Our Handy Type Match-Up Chart
With 18 Types, that means 18 x 18 possible interactions. Or 324 if you don’t want to get a calculator out. Although like we said, less than half are meaningful. Still, that’s over a hundred of 'em.
Because we’re so nice, we’ve compiled a chart detailing all the Type interactions, which you can refer to if you need help. Ideally, we advise learning the common match-ups, but in the meantime, here you go!
How To Use
First, go down the left-most column and identify the Type of your chosen move. Then follow the row across until you reach the column that corresponds to your opponent’s Type.
The numbers in each square indicate the damage multiplier. "Super-effective hits" are 2x (or double), while "not very effective" hits are 0.5x (or half). Then you’ve got 0x (or zero damage) for "no effect".
If your opponent has two Types, it’s slightly more complicated, but not that much. All you have to do is multiply the individual damage multipliers together.

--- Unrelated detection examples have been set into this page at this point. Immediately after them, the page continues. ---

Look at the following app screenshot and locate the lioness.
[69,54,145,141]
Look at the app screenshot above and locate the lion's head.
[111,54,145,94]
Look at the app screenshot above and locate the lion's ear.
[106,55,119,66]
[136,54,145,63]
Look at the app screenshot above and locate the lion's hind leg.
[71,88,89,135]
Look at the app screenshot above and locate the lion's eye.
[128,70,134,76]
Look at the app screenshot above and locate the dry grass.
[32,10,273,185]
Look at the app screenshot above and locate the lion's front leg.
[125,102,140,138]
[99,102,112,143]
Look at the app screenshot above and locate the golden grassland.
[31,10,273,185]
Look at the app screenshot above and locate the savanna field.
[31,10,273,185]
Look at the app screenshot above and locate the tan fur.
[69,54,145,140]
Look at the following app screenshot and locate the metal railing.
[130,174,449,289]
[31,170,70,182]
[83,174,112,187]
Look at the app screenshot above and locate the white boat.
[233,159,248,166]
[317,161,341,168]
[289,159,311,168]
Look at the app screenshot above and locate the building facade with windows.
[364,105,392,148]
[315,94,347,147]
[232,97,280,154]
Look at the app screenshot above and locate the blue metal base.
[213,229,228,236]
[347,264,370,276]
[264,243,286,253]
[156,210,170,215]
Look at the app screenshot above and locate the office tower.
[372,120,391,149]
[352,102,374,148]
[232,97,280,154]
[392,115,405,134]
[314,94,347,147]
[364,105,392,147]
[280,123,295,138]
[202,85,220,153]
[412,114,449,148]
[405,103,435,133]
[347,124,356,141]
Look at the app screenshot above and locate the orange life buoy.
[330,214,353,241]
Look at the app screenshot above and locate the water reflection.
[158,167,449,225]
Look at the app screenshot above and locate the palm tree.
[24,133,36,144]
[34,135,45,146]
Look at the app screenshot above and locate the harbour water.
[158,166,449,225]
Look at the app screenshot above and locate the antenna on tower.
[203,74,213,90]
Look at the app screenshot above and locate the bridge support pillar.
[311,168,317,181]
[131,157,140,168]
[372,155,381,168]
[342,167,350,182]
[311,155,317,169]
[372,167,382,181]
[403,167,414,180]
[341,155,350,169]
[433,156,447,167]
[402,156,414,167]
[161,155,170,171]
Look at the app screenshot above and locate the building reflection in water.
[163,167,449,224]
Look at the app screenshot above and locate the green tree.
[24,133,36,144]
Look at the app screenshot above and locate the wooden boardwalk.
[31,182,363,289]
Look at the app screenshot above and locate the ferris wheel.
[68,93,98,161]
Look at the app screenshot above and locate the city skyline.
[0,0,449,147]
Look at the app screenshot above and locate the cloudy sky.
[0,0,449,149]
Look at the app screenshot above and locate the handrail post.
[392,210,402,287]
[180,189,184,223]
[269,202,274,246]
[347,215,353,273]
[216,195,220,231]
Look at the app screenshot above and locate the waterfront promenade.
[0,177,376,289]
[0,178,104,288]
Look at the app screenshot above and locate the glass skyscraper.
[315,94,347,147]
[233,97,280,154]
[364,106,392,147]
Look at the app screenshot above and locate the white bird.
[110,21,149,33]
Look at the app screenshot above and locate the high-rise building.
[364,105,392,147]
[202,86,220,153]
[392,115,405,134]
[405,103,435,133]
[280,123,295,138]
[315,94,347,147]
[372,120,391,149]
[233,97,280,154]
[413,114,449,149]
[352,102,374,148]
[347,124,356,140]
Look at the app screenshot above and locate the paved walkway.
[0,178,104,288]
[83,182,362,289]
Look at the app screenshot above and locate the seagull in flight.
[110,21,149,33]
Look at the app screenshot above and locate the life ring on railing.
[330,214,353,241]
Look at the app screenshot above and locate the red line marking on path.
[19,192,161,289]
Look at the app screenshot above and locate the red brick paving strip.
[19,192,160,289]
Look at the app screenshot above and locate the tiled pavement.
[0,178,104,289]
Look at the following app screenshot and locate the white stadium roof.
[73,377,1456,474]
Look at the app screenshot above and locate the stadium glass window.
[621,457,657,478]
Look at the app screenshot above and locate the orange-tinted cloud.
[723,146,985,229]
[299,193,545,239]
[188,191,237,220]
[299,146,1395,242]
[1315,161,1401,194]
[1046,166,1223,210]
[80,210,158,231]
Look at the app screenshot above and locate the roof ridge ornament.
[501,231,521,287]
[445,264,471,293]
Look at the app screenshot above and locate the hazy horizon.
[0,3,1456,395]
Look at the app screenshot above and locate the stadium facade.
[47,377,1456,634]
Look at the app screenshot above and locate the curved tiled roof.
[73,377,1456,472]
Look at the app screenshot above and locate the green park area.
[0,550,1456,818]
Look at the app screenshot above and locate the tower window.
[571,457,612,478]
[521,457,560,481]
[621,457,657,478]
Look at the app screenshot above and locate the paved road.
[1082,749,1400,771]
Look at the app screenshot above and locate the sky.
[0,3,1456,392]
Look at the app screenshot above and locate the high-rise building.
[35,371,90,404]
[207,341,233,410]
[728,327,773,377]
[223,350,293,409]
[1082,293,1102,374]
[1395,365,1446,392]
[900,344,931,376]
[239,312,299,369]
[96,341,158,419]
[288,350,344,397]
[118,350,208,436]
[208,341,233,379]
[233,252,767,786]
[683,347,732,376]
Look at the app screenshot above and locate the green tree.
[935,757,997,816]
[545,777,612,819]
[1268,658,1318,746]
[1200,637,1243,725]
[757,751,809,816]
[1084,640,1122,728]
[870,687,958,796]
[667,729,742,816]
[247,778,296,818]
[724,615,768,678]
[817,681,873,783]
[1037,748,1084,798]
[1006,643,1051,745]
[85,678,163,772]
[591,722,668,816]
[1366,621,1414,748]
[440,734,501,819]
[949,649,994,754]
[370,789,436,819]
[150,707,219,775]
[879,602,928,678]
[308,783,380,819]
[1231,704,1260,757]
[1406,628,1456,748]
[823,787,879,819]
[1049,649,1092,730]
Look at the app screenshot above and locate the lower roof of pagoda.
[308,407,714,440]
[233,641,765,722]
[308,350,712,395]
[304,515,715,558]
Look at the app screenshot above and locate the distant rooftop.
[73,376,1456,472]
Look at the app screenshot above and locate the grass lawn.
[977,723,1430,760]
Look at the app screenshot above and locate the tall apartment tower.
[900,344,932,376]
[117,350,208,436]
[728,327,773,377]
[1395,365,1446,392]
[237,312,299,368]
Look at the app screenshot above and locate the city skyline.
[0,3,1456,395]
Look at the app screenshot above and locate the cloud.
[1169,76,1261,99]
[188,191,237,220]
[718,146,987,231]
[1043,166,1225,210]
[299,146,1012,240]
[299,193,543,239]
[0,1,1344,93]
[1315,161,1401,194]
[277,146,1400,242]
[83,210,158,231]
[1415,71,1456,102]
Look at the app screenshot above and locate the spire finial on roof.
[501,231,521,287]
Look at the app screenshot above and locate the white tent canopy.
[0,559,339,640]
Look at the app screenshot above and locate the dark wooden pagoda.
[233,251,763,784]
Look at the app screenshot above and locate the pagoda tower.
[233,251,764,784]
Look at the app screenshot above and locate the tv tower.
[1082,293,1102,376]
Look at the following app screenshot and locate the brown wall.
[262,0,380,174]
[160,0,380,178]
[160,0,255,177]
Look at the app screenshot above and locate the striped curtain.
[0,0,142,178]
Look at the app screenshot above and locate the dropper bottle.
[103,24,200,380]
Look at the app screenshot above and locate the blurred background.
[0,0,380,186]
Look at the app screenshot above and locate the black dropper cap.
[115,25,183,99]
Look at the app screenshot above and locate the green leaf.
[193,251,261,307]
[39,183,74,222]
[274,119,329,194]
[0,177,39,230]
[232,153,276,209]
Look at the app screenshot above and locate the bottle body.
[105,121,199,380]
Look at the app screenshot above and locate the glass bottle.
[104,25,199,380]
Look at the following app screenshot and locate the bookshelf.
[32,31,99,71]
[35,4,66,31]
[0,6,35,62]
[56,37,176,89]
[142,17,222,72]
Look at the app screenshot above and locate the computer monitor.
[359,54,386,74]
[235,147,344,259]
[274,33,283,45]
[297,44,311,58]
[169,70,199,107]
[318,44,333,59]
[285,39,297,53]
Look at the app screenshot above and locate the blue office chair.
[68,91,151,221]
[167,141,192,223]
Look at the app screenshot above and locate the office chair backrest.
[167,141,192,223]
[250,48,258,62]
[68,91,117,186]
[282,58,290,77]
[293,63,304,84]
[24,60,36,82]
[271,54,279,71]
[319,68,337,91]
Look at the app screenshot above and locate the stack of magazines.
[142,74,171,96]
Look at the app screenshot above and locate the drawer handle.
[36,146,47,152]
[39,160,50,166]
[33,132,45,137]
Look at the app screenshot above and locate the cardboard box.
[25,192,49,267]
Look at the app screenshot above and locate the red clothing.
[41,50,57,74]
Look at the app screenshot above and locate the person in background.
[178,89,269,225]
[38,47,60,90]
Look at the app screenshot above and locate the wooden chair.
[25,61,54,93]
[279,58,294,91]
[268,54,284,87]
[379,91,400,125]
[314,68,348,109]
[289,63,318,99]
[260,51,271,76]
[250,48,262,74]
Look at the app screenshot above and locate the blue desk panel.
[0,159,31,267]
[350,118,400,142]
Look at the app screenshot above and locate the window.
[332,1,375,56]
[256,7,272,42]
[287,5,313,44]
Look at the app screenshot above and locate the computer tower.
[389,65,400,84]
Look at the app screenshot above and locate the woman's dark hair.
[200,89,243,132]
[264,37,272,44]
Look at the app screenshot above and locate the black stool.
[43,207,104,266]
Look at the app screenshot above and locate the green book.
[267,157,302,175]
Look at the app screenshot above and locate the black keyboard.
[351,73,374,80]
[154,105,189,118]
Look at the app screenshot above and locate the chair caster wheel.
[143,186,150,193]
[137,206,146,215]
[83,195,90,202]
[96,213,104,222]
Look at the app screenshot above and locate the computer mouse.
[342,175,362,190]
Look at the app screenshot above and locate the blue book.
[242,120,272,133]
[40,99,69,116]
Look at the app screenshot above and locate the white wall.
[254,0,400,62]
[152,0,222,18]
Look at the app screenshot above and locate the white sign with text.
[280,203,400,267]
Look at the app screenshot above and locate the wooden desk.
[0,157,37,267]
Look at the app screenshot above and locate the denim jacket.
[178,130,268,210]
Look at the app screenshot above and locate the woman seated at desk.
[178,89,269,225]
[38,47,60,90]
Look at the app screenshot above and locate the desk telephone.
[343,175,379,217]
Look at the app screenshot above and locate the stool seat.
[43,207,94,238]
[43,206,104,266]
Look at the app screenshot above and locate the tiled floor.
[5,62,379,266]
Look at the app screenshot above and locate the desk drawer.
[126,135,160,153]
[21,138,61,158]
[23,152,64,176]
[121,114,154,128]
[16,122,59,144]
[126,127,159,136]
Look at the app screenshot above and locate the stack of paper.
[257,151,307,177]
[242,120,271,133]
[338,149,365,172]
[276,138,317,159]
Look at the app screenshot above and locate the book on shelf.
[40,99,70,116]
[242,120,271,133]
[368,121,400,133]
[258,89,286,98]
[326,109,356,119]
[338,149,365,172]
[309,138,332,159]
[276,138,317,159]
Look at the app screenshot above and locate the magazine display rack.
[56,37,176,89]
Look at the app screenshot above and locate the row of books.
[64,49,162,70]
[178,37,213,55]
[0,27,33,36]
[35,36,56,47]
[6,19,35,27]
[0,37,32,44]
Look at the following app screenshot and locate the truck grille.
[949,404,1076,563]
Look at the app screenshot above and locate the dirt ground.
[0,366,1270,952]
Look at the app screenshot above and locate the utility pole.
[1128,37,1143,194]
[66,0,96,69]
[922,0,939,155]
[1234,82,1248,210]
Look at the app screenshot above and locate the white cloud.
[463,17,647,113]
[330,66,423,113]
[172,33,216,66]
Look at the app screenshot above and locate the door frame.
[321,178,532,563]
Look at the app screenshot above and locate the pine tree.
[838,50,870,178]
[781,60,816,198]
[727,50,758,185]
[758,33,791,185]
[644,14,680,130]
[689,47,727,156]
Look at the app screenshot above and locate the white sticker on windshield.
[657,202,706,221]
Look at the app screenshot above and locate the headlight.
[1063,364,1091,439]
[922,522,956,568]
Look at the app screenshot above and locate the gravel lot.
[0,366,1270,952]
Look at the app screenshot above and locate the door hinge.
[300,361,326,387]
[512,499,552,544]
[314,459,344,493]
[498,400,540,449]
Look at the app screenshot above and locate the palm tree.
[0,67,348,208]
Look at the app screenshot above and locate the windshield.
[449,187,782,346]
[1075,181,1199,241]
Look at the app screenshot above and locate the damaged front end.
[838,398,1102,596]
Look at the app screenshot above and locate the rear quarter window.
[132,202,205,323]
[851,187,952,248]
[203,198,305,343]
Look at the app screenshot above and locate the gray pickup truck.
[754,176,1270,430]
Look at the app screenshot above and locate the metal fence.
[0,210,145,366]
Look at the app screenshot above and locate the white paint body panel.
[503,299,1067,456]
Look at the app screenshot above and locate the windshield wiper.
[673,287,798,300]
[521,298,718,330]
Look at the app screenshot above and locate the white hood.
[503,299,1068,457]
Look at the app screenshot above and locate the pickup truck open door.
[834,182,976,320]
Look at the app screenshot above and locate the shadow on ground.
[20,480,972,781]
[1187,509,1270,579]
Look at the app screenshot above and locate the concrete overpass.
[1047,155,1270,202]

For example, say you’re up against a Gyarados, which is Water and Flying. Normally, Grass deals 2x damage to Water. But don’t forget that it does 0.5x to Flying. So together it does 2 times 0.5 equals 1x damage. In other words, Grass is neutral against Gyarados.
On the other hand, what if you used an Electric-type move against Gyarados? Well, Electric deals 2x damage to Water and it also deals 2x damage to Flying. So that means it does 4x damage to Gyarados. That’s a killer amount of damage!
Here’s another interesting example. Alolan Muk is Poison and Dark. Now Psychic moves deal 2x damage to Poison, but 0x damage to Dark. What’s 2 times 0? Still 0. So Alolan Muk takes no damage from Psychic-types at all! That makes it quite the scary opponent.